Is it possible that there is defective wiring?

Did you look in the laser tube compartment to see if the arc is in there. Arc’s are pretty bright and can fool you as to where they are coming from :).

How did you install the new supply and did you have any breaks in the leads from the HVT to the anode (the typically red wire).

On a separate note can you measure voltage (not current) in the bucket.

Does the current ma meter jump at all when you operate it at the minimal current the arc occurs at?

After reading up some more on arcing, I’m also not so sure it’s the tube.

I removed the back cover for the tube compartment and there’s definitely no arcing on or around the tube probes. It’s coming from behind the LPSU.

When I swapped out the original LPSU, I DID have to splice the new HV line back into the existing HV line. I twisted the wires together and soldered, and then covered with 3-4 layers of heat shrink tubing. Can the high voltage be sneaking out somehow? If so, I’ll be impressed, I wrapped it up real good. I was sure to insulate the wire back up as best as possible when making the splice. I thought I may have went overboard a little with the insulation, but HV is a funny thing sometimes and I could use some more experience in that department to really understand it’s behavior.
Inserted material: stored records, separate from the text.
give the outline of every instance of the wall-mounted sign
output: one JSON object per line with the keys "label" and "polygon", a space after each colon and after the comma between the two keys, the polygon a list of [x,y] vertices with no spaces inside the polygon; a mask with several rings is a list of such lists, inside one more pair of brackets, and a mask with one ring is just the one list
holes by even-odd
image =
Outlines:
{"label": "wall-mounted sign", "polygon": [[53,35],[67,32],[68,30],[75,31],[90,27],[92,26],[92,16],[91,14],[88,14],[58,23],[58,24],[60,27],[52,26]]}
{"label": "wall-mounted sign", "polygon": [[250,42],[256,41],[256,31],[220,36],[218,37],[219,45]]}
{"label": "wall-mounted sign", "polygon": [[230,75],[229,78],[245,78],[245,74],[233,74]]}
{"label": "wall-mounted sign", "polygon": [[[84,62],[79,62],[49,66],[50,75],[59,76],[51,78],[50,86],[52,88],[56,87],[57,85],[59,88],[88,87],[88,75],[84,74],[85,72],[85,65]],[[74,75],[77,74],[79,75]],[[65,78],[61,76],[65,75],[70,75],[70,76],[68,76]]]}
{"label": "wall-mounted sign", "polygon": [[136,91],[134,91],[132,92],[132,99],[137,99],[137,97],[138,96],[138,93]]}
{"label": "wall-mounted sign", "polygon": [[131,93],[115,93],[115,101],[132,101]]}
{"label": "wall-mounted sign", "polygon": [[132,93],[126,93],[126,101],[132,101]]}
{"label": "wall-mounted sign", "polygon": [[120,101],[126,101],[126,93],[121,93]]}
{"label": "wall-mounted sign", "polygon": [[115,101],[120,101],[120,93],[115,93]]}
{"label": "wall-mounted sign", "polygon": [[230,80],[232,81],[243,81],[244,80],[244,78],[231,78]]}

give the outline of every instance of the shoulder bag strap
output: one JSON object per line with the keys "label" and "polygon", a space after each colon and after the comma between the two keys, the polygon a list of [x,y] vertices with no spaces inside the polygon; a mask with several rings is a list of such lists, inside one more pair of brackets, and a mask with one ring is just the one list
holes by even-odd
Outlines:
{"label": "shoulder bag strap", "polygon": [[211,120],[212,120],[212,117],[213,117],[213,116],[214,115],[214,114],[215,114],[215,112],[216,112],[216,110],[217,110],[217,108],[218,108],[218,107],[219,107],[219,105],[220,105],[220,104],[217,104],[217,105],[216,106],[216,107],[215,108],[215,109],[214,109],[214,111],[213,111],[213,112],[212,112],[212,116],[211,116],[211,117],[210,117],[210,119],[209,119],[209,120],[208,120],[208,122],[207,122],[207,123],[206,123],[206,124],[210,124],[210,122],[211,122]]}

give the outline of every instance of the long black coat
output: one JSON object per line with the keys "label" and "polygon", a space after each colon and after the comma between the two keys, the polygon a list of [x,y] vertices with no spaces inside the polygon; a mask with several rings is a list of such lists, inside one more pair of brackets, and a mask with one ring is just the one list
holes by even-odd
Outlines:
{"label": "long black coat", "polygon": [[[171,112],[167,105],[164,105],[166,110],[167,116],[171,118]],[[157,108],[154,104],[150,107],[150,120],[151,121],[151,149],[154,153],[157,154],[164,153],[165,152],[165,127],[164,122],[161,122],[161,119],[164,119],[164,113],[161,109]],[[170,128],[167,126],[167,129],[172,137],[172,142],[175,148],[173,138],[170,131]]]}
I’m heading down to my shop now-

First I am going to remove the LPSU and try to pinpoint the exact spot where it’s arcing, then I am going to add a few more layers of marine grade heat shrink tubing, and see if the arcing is still there. I wish the wire was long enough to run directly to the tube, but unfortunately for some reason, the HV line was not as long as it should have been when I purchased the new LPSU.

I’m also going to test the voltage in the water bucket, and also analyze the ammeter at low current, and report back. I appreciate the help.

@Madyn3D_CNC_LLC heat shrink will NOT keep it from arcing!
Use the materials and general techniques used to connect to the anode [in the post below] to make a splice using a piece of tubing filled with the silicon. I suggest the tubing be 1/2 ID and 2" long (1 inch longer than the insulated portion of the splice) wire. When you solder avoid sharp transitions, use ball soldering.

Ball Soldering

Yea it’s got to be the wire. I dismounted the LPSU and moved it forward to see what’s going on behind there, and once I fired up the laser I couldn’t get it to arc anymore. First time I fired it there was an audible arc noise but I couldn’t see a flash anywhere, and then it just wouldn’t arc anymore I guess since the wire was situated differently.

WOW! When I spliced that line I even used liquid electric tape over the solder joint, then used 3 pieces of shrink wrap, heating each one by one.

I suppose I’ll let some electrons leak from the caps for a day or two then re-wire the HV line direct to the laser tube. I checked the length again and I think there’s just enough to make it. I wish there was a way to discharge the PSU before I work on it, but as far as I’m aware, there really is no way. So I usually just let it sit for a day or two.

Here’s a photo of the HV line, you can see the red shrink wrap over the splice.

Thank you @donkjr , it never fails to amaze me how much you know about these machines. If and when the blue box mystery gets cracked, I’m certain it will be done by you. I have yet to come across anyone with even half the drive and dedication you have at demystifying these lasers.

I thought a bad tube was somehow backing up current, leading to the arcing. I’m glad I came by to check first, before spending money I don’t have on another tube.

I also have a K40 flyback removed from a LPSU PCB, I’m not sure if it works or not. If it can be of any use to you I’ll be happy to send it your way.

@Madyn3D_CNC_LLC I accept all parts donations, sure send it my way.

Did you fix your arcing problem, ??

BTW what mystery is left uncracked lol?